Again I have no evidence but I do think it is a factor. A group of 5 women are suing QR/Qatar/QCAA over this and court proceedings are underway. QR says it is not them who did the search, Qatar is using sovereign immunity as a defence etc etc and so the case is being contested.
My sneaking suspicion is the Aus Govt action on more flights is an indirect pressure on the Qataris to settle the case and then everyone can be pals again and all forgiven and QR can operate more flights...
I didn't know about the ongoing court case, so thanks for that.
Far from old news. Nothing satisfactory was done at the time, sanctions should have been implemented immediately.
If we really want to drill this, we would being taking much bigger action e.g. like how we took China to WTO
The Qatari government (who 100% own and operate QR) have shown no genuine remorse and victims have had to seek action via Australian courts because no avenue via courts in Qatar.

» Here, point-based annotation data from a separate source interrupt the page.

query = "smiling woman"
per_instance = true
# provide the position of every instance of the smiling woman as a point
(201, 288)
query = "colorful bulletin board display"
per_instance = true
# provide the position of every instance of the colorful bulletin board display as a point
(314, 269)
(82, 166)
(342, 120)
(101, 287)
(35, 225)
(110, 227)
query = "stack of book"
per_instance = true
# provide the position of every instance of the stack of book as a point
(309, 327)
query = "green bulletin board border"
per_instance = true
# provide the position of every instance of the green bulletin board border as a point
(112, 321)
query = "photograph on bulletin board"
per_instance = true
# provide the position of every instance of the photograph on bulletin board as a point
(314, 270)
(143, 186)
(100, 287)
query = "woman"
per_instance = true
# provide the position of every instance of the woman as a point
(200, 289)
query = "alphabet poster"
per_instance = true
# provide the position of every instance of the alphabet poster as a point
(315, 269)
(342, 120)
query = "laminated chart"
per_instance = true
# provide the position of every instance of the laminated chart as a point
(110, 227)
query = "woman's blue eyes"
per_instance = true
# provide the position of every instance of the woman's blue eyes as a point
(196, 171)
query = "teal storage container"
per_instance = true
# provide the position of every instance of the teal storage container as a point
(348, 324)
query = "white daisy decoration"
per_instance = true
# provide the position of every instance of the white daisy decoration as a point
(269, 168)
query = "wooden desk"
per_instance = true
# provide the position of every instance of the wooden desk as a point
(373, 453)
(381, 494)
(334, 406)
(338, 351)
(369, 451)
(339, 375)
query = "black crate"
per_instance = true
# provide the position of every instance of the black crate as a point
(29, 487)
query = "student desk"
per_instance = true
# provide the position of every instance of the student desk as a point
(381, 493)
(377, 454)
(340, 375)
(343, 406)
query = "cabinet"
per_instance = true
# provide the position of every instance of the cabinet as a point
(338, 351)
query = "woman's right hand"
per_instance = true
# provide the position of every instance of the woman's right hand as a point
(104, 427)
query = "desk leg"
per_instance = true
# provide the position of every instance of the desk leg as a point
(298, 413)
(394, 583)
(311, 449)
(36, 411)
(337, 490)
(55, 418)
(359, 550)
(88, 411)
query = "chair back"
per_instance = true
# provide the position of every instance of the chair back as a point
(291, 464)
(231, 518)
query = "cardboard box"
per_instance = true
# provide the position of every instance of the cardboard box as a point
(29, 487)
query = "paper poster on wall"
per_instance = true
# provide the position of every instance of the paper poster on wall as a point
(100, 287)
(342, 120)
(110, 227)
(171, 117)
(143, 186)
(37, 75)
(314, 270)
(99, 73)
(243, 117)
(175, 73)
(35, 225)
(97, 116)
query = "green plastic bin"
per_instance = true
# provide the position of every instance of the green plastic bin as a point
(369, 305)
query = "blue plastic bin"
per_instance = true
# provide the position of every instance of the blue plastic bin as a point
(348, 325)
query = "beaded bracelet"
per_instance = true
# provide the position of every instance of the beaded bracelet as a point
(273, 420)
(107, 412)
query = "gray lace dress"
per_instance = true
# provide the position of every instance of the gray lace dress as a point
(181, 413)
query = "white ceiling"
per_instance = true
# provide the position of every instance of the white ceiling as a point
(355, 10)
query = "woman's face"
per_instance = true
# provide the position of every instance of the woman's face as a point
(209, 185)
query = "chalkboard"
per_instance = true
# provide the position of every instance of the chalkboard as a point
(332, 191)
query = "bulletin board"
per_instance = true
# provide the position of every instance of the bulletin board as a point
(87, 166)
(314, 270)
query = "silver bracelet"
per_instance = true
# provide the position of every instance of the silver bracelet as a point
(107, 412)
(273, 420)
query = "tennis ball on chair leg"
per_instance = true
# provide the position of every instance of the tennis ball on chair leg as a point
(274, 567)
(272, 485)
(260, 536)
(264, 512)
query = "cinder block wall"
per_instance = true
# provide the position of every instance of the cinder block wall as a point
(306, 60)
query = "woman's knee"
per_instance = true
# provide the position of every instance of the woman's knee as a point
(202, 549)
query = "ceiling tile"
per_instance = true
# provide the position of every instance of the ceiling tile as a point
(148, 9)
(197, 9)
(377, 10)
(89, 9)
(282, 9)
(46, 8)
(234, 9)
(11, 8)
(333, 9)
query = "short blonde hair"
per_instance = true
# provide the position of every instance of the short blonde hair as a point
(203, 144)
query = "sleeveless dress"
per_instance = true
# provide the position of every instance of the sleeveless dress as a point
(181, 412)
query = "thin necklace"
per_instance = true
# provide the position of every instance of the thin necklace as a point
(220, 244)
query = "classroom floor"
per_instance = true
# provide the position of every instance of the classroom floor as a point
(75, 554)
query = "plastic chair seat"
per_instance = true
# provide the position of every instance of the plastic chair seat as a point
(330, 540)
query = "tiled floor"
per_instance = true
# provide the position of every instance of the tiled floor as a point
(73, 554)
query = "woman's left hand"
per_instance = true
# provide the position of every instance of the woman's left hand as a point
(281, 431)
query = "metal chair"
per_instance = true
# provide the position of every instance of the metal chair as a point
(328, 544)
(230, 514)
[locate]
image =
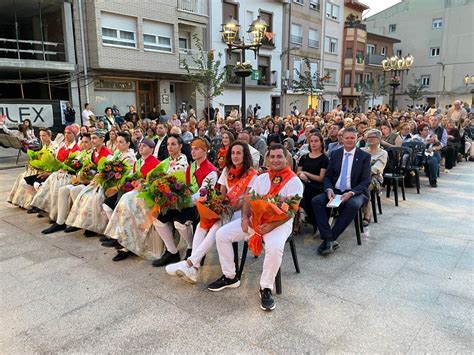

It's Qatar. Sorry to say this, but what do you expect? I am as outraged as everyone else, but it's Qatar. I mean do we expect the same human rights standard as we have? It's the honest truth. It's like, if you were a woman and the Taliban detain and whip you for not having a man with you while walking down the street, it's bad, but what else could we expect?
This is why I don't fly these gulf based carriers.
Our government is right to leverage anything we can to get justice for the Aussie victims.
Then make a song and dance about it, take their government to the UN Human Rights Office, drive change. You don't drive change by being hush hush.
If this is the reason, the government could have come out and say 'We don't want them to fly here, until they apologise and pay compensation'. That would be world news and that would drive change.
If the government from both sides of politics dare to offend the Chinese government by telling the whole world not to build 5G, and risk all the $$$, I don't buy the trying to be hush hush trying not to offend the Qataris theory.